Une dialectique poétique :
Labîd ben Rabi’a et Mallarmé
Je ne crois pas beaucoup à la littérature comparée. Mais je crois à l’universalité des grands poèmes, même offerts dans cette approximation toujours presque désastreuse qu’est la traduction. Et la « comparaison » peut être une sorte de vérification expérimentale de cette universalité.
Ma comparaison concerne un poème de langue arabe et un poème de langue française. Elle s’impose à moi depuis que j’ai découvert le poème arabe, tard, trop tard, pour les raisons que j’ai dites. Ces deux poèmes me disent une proximité dans la pensée, qui est comme vivifiée, et en même temps assourdie, par l’immensité d’un écart.
Le poème de langue française est le Coup de dés de Mallarmé. Dans ce poème, rappelons-le, on voit, sur une surface maritime anonyme, un vieux Maître agiter dérisoirement sa main, qui contient les dés, et hésiter si longtemps avant de les lancer qu’il semble s’engloutir sans que le geste ait été décidé. Alors, dit Mallarmé :
Rien, de la mémorable crise où se fût l’événement accompli en vue de tout résultat nul humain, n’aura eu lieu (une élévation ordinaire verse l’absence) que le lieu, inférieur clapotis quelconque comme pour disperser l’acte vide abruptement qui sinon par son mensonge eût fondé la perdition dans ces parages du vague en quoi toute réalité se dissout.
Et pourtant, à la dernière page, surgit dans le ciel une Constellation, qui est comme le chiffre céleste de ce dont il n’y aura jamais eu la décision ici-bas.
Le poème de langue arabe est une des grandes odes dites préislamiques, une mu’allaqa attribuée à Labîd ben Rabi’a, que je reçois ici dans la traduction d’André Miquel. Ce poème naît lui aussi dans le constat d’un effondrement radical. Il proclame dès son premier vers : « Effacés, campements d’un jour et de toujours. » Le poème naît de ce que le retour du diseur au campement ne rencontre que le retour du désert. Là aussi, la nudité du lieu semble avoir englouti toute l’existence, réelle et symbolique, qui était supposée la peupler. « Vestiges ! Tous ont fui ! Vide, esseulée, la terre ! », dit le poète.
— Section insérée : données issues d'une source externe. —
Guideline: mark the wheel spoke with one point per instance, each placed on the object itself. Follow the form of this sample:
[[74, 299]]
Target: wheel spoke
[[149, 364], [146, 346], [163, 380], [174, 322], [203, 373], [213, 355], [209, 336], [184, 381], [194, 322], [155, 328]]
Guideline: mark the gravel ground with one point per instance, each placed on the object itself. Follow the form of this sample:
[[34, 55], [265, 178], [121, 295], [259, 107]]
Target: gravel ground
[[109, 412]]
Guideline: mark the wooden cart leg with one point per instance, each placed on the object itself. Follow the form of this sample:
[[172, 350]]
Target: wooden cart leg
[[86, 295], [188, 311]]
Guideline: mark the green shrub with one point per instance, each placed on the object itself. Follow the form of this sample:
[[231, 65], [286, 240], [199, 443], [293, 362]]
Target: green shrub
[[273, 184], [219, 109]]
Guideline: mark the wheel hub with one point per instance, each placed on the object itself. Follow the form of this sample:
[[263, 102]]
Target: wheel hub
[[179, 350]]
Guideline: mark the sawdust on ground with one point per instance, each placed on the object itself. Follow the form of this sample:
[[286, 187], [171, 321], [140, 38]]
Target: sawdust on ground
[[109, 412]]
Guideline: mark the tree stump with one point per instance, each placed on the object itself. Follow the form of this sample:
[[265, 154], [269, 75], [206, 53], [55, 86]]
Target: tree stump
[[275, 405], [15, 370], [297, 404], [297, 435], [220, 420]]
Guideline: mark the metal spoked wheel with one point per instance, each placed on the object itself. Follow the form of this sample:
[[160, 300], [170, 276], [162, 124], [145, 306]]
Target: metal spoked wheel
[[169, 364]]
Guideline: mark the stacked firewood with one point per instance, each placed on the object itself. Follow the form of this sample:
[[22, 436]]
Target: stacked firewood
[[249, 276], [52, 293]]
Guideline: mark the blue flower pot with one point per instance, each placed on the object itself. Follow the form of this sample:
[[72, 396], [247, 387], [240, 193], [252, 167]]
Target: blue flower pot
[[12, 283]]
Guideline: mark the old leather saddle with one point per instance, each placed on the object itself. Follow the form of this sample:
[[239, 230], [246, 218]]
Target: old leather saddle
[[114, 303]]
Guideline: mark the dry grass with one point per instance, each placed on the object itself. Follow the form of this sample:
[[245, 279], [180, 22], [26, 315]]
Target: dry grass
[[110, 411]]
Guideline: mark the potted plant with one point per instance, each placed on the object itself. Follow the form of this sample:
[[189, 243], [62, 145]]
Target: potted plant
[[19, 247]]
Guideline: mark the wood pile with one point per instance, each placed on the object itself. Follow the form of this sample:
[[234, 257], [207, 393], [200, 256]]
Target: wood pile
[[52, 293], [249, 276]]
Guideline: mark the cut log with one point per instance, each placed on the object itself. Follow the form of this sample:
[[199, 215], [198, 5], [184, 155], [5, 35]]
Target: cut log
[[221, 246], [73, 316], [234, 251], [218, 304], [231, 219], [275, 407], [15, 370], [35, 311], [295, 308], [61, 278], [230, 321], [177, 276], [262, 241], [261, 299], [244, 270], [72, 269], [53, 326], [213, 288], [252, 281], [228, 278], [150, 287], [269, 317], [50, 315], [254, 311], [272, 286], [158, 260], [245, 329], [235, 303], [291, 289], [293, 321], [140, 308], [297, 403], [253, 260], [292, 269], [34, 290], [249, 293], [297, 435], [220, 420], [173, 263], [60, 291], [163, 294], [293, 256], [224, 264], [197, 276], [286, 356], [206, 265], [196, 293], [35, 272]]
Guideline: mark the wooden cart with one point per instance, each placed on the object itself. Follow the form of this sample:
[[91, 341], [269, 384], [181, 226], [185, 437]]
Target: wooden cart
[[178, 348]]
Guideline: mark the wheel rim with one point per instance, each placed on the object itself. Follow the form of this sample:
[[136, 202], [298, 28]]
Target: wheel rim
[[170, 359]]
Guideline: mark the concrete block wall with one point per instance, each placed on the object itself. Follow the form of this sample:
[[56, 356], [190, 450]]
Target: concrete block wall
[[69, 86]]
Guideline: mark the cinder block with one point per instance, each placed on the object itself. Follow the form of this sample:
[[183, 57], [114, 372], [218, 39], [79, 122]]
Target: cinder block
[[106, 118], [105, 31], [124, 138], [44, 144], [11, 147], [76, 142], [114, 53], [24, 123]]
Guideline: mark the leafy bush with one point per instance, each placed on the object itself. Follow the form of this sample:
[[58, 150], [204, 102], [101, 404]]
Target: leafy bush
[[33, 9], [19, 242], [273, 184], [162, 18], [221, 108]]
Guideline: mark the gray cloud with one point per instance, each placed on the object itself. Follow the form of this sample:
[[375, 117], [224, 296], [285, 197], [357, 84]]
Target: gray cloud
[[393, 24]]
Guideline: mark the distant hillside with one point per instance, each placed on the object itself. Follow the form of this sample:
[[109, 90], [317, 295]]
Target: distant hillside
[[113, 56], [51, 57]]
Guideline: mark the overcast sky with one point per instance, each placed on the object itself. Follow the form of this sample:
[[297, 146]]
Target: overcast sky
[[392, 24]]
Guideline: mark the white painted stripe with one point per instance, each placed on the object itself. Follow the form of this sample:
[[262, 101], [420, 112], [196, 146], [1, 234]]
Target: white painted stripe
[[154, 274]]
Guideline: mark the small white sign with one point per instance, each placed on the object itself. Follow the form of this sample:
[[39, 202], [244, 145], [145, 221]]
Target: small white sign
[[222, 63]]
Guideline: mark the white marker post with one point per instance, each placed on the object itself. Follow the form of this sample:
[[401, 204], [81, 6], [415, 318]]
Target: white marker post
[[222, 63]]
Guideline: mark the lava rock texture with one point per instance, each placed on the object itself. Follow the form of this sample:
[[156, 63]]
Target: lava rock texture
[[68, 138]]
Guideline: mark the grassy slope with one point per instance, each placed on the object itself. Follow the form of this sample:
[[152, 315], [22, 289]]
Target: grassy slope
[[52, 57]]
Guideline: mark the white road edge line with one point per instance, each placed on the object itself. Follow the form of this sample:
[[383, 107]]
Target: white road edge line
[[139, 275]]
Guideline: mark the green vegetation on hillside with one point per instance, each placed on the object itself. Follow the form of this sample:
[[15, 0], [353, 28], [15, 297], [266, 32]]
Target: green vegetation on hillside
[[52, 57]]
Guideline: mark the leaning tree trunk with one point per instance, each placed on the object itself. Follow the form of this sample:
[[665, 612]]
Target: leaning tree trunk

Ou encore : « Lieux jadis pleins, lieux nus, délaissés au matin,/ Inutiles fossés, étoupe à l’abandon. »
Mais par une dialectique très subtile que je ne reconstitue pas ici, où les animaux du désert jouent un rôle métaphorique central, le poème va s’acheminer vers l’éloge du lignage, du clan, et susciter à la fin, comme ce à quoi était destiné le vide initial, la figure du maître du choix, et de la loi :
Toujours on voit les clans assemblés s’en remettre
À l’un de nous, qui tranche et impose ses vues.
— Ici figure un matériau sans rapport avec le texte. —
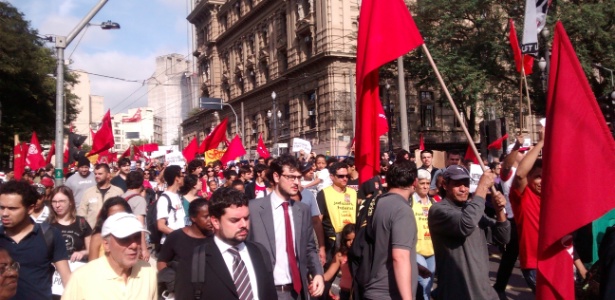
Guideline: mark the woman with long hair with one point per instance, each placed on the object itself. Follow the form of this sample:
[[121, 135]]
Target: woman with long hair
[[75, 229], [189, 191], [110, 207]]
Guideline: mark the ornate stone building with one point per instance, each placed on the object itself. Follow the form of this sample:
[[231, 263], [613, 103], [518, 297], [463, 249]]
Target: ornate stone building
[[303, 50]]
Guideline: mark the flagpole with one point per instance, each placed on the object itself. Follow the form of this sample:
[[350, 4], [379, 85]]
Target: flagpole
[[455, 110]]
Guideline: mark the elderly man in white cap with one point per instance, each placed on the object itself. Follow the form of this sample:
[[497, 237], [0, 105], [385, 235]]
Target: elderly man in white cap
[[119, 274]]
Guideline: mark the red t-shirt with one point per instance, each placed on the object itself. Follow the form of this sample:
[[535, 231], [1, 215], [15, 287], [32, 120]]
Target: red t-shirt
[[526, 207]]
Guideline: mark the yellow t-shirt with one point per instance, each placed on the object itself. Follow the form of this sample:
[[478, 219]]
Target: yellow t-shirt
[[424, 246]]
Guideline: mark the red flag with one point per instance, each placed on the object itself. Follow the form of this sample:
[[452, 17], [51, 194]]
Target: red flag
[[497, 144], [386, 32], [235, 149], [214, 139], [104, 136], [261, 149], [52, 152], [421, 142], [19, 160], [190, 151], [528, 60], [34, 158], [575, 123]]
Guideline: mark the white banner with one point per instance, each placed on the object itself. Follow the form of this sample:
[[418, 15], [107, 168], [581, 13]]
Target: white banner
[[301, 144]]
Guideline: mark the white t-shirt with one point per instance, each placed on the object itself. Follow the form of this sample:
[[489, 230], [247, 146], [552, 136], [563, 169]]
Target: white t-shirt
[[175, 217]]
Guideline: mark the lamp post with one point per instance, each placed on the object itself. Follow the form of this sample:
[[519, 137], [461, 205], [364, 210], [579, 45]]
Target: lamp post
[[275, 123], [61, 43], [389, 116]]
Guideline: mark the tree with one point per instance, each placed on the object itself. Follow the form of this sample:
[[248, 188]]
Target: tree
[[27, 92]]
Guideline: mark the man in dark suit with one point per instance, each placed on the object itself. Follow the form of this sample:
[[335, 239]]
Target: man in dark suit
[[274, 220], [235, 268]]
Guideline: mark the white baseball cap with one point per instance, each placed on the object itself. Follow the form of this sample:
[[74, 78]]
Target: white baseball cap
[[121, 225]]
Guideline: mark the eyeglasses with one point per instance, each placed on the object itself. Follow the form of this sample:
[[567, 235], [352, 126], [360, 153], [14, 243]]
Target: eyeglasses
[[12, 266], [291, 177]]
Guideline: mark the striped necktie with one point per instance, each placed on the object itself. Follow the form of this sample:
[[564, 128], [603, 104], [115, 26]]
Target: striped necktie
[[240, 276]]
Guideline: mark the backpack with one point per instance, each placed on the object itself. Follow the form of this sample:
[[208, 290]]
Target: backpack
[[361, 253], [151, 220]]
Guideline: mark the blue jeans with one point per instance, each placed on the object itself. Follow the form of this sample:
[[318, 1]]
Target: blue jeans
[[427, 283], [530, 278]]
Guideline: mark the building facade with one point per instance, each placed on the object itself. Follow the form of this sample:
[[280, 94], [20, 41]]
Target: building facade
[[91, 107], [172, 94], [137, 125]]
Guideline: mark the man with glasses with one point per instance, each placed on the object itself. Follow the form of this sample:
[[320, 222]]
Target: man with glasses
[[284, 227], [338, 206], [456, 225]]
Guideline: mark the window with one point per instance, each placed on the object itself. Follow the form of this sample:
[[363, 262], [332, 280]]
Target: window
[[427, 115], [132, 135]]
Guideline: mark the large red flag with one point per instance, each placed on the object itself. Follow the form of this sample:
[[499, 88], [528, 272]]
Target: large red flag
[[19, 160], [235, 149], [35, 159], [51, 152], [261, 149], [386, 32], [104, 136], [528, 60], [575, 127], [214, 139], [190, 151], [497, 144]]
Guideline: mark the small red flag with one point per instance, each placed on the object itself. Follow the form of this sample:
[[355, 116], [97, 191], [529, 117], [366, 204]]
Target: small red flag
[[528, 60], [212, 140], [575, 127], [421, 142], [497, 144], [104, 136], [261, 149], [190, 151], [35, 159], [19, 160], [470, 155], [235, 149], [52, 152], [386, 32]]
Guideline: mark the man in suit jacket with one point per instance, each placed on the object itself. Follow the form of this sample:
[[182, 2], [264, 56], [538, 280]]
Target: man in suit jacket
[[230, 259], [268, 221]]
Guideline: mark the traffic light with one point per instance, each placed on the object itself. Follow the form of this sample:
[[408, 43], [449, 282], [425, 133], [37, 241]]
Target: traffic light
[[74, 147]]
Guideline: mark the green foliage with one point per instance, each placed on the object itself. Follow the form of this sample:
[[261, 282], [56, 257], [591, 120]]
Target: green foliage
[[27, 91]]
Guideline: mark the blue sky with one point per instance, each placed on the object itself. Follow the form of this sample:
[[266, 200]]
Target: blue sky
[[149, 28]]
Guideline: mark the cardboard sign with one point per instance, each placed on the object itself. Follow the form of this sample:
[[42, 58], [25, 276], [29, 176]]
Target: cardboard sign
[[301, 144], [175, 158], [56, 282], [475, 173]]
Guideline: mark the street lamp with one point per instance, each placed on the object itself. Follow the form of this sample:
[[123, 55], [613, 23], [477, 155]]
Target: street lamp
[[275, 122], [389, 116], [61, 43]]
Il assure leur droit à ceux de la tribu,
Répartit, diminue ou augmente, est seul maître
Des choix. Bon, incitant tous les autres à l’être,
Clément, il fait moisson des plus rares vertus.
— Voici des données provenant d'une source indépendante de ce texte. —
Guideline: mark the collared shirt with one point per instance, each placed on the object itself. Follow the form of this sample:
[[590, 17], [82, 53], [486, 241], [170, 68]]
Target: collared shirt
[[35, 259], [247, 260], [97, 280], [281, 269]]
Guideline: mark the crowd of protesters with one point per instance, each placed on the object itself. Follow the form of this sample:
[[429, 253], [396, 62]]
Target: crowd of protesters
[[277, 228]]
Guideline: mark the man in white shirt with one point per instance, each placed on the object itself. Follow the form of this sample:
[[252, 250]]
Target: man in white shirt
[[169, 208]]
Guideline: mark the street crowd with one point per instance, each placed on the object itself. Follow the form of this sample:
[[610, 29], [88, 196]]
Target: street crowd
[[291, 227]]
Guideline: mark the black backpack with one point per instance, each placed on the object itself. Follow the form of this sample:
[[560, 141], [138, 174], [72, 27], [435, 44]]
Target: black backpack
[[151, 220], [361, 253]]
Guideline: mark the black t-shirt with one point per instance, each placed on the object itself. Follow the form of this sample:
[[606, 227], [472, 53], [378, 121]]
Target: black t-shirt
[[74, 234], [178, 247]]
Ainsi, chez Mallarmé, il y a l’impossibilité du maître à faire un choix ; il y a le fait que, dit le poème : « Le Maître hésite, cadavre par le bras écarté du secret qu’il détient, plutôt que de jouer en maniaque chenu la partie au nom des flots. » Et c’est de cette hésitation que résulte d’abord la menace que rien n’ait eu lieu que le lieu, puis le chiffre stellaire.
Pour Labîd ben Rabi’a, c’est du lieu nu qu’on part, de l’absence, de l’évanouissement désertique. Et on y puise la ressource d’évoquer un maître dont la vertu est le juste choix, la décision par tous acceptable.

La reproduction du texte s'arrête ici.